Analyzing multivariate count data with the Poisson log-normal model

knitr::opts_chunk$set(
  screenshot.force = FALSE, 
  echo = TRUE,
  rows.print = 5,
  message = FALSE, 
  warning = FALSE)

Preliminaries

This vignette illustrates the use of the PLN function and the methods accompanying the R6 class PLNfit.

From the statistical point of view, the function PLN adjusts a multivariate Poisson lognormal model to a table of counts, possibly after correcting for effects of offsets and covariates. PLN is the building block for all the multivariate models found in the PLNmodels package: having a basic understanding of both the mathematical background and the associated set of R functions is a good place to start.

Requirements

The packages required for the analysis are PLNmodels plus some others for data manipulation and representation:

library(PLNmodels)
library(ggplot2)
library(corrplot)

Data set

We illustrate our point with the trichoptera data set, a full description of which can be found in the corresponding vignette. Data preparation is also detailed in the specific vignette.

data(trichoptera)
trichoptera <- prepare_data(trichoptera$Abundance, trichoptera$Covariate)

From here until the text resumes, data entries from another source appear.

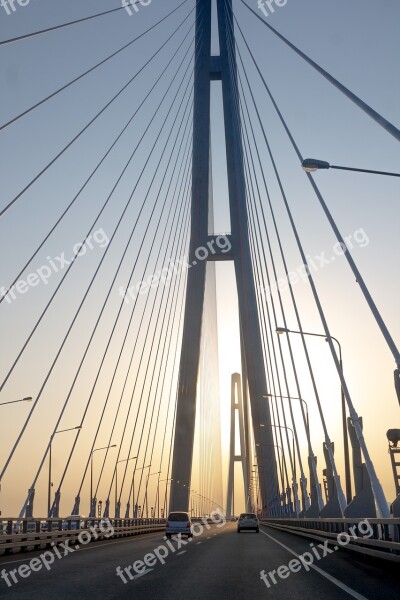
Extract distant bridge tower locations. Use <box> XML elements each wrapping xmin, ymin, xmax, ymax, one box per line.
<box><xmin>226</xmin><ymin>373</ymin><xmax>251</xmax><ymax>517</ymax></box>
<box><xmin>170</xmin><ymin>0</ymin><xmax>278</xmax><ymax>514</ymax></box>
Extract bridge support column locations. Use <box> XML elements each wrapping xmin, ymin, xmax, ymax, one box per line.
<box><xmin>240</xmin><ymin>332</ymin><xmax>252</xmax><ymax>512</ymax></box>
<box><xmin>170</xmin><ymin>0</ymin><xmax>278</xmax><ymax>515</ymax></box>
<box><xmin>320</xmin><ymin>443</ymin><xmax>345</xmax><ymax>517</ymax></box>
<box><xmin>103</xmin><ymin>498</ymin><xmax>110</xmax><ymax>519</ymax></box>
<box><xmin>72</xmin><ymin>495</ymin><xmax>80</xmax><ymax>515</ymax></box>
<box><xmin>89</xmin><ymin>497</ymin><xmax>97</xmax><ymax>518</ymax></box>
<box><xmin>51</xmin><ymin>490</ymin><xmax>61</xmax><ymax>518</ymax></box>
<box><xmin>226</xmin><ymin>373</ymin><xmax>250</xmax><ymax>517</ymax></box>
<box><xmin>292</xmin><ymin>481</ymin><xmax>301</xmax><ymax>516</ymax></box>
<box><xmin>304</xmin><ymin>456</ymin><xmax>322</xmax><ymax>517</ymax></box>
<box><xmin>25</xmin><ymin>488</ymin><xmax>35</xmax><ymax>518</ymax></box>
<box><xmin>169</xmin><ymin>0</ymin><xmax>212</xmax><ymax>513</ymax></box>
<box><xmin>344</xmin><ymin>417</ymin><xmax>376</xmax><ymax>518</ymax></box>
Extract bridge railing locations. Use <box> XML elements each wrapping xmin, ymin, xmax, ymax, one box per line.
<box><xmin>261</xmin><ymin>518</ymin><xmax>400</xmax><ymax>562</ymax></box>
<box><xmin>0</xmin><ymin>517</ymin><xmax>166</xmax><ymax>555</ymax></box>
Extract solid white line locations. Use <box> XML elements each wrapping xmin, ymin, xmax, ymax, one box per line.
<box><xmin>0</xmin><ymin>532</ymin><xmax>164</xmax><ymax>567</ymax></box>
<box><xmin>176</xmin><ymin>551</ymin><xmax>186</xmax><ymax>556</ymax></box>
<box><xmin>259</xmin><ymin>529</ymin><xmax>369</xmax><ymax>600</ymax></box>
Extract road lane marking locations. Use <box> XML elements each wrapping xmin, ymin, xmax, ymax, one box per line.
<box><xmin>259</xmin><ymin>529</ymin><xmax>369</xmax><ymax>600</ymax></box>
<box><xmin>196</xmin><ymin>542</ymin><xmax>202</xmax><ymax>545</ymax></box>
<box><xmin>177</xmin><ymin>551</ymin><xmax>186</xmax><ymax>556</ymax></box>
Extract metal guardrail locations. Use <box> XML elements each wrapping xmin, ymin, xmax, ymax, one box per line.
<box><xmin>260</xmin><ymin>518</ymin><xmax>400</xmax><ymax>562</ymax></box>
<box><xmin>0</xmin><ymin>518</ymin><xmax>166</xmax><ymax>554</ymax></box>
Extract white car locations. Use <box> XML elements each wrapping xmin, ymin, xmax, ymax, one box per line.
<box><xmin>165</xmin><ymin>511</ymin><xmax>193</xmax><ymax>539</ymax></box>
<box><xmin>237</xmin><ymin>512</ymin><xmax>259</xmax><ymax>533</ymax></box>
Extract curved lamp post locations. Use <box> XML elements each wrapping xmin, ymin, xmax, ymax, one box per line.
<box><xmin>0</xmin><ymin>396</ymin><xmax>33</xmax><ymax>406</ymax></box>
<box><xmin>90</xmin><ymin>445</ymin><xmax>117</xmax><ymax>516</ymax></box>
<box><xmin>48</xmin><ymin>426</ymin><xmax>81</xmax><ymax>515</ymax></box>
<box><xmin>276</xmin><ymin>326</ymin><xmax>351</xmax><ymax>503</ymax></box>
<box><xmin>302</xmin><ymin>158</ymin><xmax>400</xmax><ymax>177</ymax></box>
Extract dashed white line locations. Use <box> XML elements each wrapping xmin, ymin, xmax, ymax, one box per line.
<box><xmin>177</xmin><ymin>551</ymin><xmax>186</xmax><ymax>556</ymax></box>
<box><xmin>196</xmin><ymin>542</ymin><xmax>202</xmax><ymax>545</ymax></box>
<box><xmin>259</xmin><ymin>529</ymin><xmax>369</xmax><ymax>600</ymax></box>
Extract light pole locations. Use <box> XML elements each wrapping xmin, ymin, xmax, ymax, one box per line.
<box><xmin>131</xmin><ymin>464</ymin><xmax>151</xmax><ymax>518</ymax></box>
<box><xmin>264</xmin><ymin>394</ymin><xmax>309</xmax><ymax>435</ymax></box>
<box><xmin>115</xmin><ymin>456</ymin><xmax>137</xmax><ymax>517</ymax></box>
<box><xmin>144</xmin><ymin>471</ymin><xmax>161</xmax><ymax>518</ymax></box>
<box><xmin>276</xmin><ymin>326</ymin><xmax>352</xmax><ymax>503</ymax></box>
<box><xmin>301</xmin><ymin>158</ymin><xmax>400</xmax><ymax>178</ymax></box>
<box><xmin>190</xmin><ymin>488</ymin><xmax>197</xmax><ymax>517</ymax></box>
<box><xmin>156</xmin><ymin>477</ymin><xmax>172</xmax><ymax>519</ymax></box>
<box><xmin>48</xmin><ymin>426</ymin><xmax>81</xmax><ymax>516</ymax></box>
<box><xmin>90</xmin><ymin>445</ymin><xmax>117</xmax><ymax>516</ymax></box>
<box><xmin>0</xmin><ymin>396</ymin><xmax>32</xmax><ymax>406</ymax></box>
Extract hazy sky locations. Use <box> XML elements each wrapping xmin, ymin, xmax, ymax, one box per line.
<box><xmin>0</xmin><ymin>0</ymin><xmax>399</xmax><ymax>517</ymax></box>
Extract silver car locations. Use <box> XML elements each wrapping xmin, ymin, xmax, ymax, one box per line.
<box><xmin>237</xmin><ymin>512</ymin><xmax>259</xmax><ymax>533</ymax></box>
<box><xmin>165</xmin><ymin>511</ymin><xmax>193</xmax><ymax>539</ymax></box>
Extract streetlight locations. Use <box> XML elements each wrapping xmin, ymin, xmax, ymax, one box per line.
<box><xmin>115</xmin><ymin>456</ymin><xmax>137</xmax><ymax>517</ymax></box>
<box><xmin>190</xmin><ymin>488</ymin><xmax>197</xmax><ymax>517</ymax></box>
<box><xmin>276</xmin><ymin>326</ymin><xmax>352</xmax><ymax>503</ymax></box>
<box><xmin>156</xmin><ymin>477</ymin><xmax>172</xmax><ymax>519</ymax></box>
<box><xmin>90</xmin><ymin>444</ymin><xmax>117</xmax><ymax>516</ymax></box>
<box><xmin>145</xmin><ymin>471</ymin><xmax>161</xmax><ymax>518</ymax></box>
<box><xmin>0</xmin><ymin>396</ymin><xmax>33</xmax><ymax>406</ymax></box>
<box><xmin>48</xmin><ymin>426</ymin><xmax>81</xmax><ymax>515</ymax></box>
<box><xmin>301</xmin><ymin>158</ymin><xmax>400</xmax><ymax>177</ymax></box>
<box><xmin>264</xmin><ymin>393</ymin><xmax>309</xmax><ymax>434</ymax></box>
<box><xmin>131</xmin><ymin>464</ymin><xmax>151</xmax><ymax>518</ymax></box>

The trichoptera data frame stores a matrix of counts (trichoptera$Abundance), a matrix of offsets (trichoptera$Offset) and some vectors of covariates (trichoptera$Wind, trichoptera$Temperature, etc.)

Mathematical background

The multivariate Poisson lognormal model (in short PLN, see @AiH89) relates some $p$-dimensional observation vectors $\mathbf{Y}_i$ to some $p$-dimensional vectors of Gaussian latent variables $\mathbf{Z}_i$ as follows

\begin{equation} \begin{array}{rcl} \text{latent space } & \mathbf{Z}i \sim \mathcal{N}({\boldsymbol\mu},\boldsymbol\Sigma), \ \text{observation space } & Y{ij} | Z_{ij} \quad \text{indep.} & \mathbf{Y}_i | \mathbf{Z}_i\sim\mathcal{P}\left(\exp{\mathbf{Z}_i}\right). \end{array} \end{equation}

The parameter ${\boldsymbol\mu}$ corresponds to the main effects and the latent covariance matrix $\boldsymbol\Sigma$ describes the underlying residual structure of dependence between the $p$ variables. The following figure provides insights about the role played by the different layers

library(grid)
library(gridExtra)
library(dplyr)

set.seed(20171110)
x <- rnorm(100)
y <- rnorm(100)
b <- data.frame(x = x + y, y = y) / 1
mu <- 0
##
data.perfect <- as.data.frame((b + matrix(rep(mu, each = length(x)), ncol = 2)))
p.latent <- ggplot(data.perfect, aes(x, y)) + geom_point() + ggtitle(expression(Latent~Space~(Z)))
.rpois <- function(lambda) {
  unlist(lapply(exp(lambda), function(x) {rpois(1, x)}))
}
observation <- as.data.frame(lapply(data.perfect, .rpois))
mapped.parameter <- as.data.frame(lapply(data.perfect, exp))
## segment between mapped and observed data
segment.data <- cbind(mapped.parameter, observation)
names(segment.data) <- c("x", "y", "xend", "yend")
## Mapped parameters
p.mapped <- ggplot(mapped.parameter, aes(x, y)) + geom_point(col = "red") + ggtitle(expression(Observation~Space~(exp(Z))))
## Observations only
obs <- group_by(observation, x, y)
obs <- dplyr::summarize(obs, count = n())
p.observation.only <- ggplot(obs, aes(x, y)) +
  geom_point(aes(size = count)) +
  ggtitle(Observation~Space~(Y)~+'noise') +
  theme(legend.position = c(.95, .95), legend.justification = c(1, 1),
        legend.background = element_rect(color = "transparent"),
        legend.box.background = element_blank())
## Observations and latent parameters
p.observation.mixed <- p.observation.only +
  geom_point(data = mapped.parameter, color = "red", alpha = 0.5) +
  geom_segment(data = segment.data, aes(xend = xend, yend = yend), color = "black", alpha = 0.2) +
  ggtitle(Observation~Space~(Y==P(exp(Z)))~+'noise')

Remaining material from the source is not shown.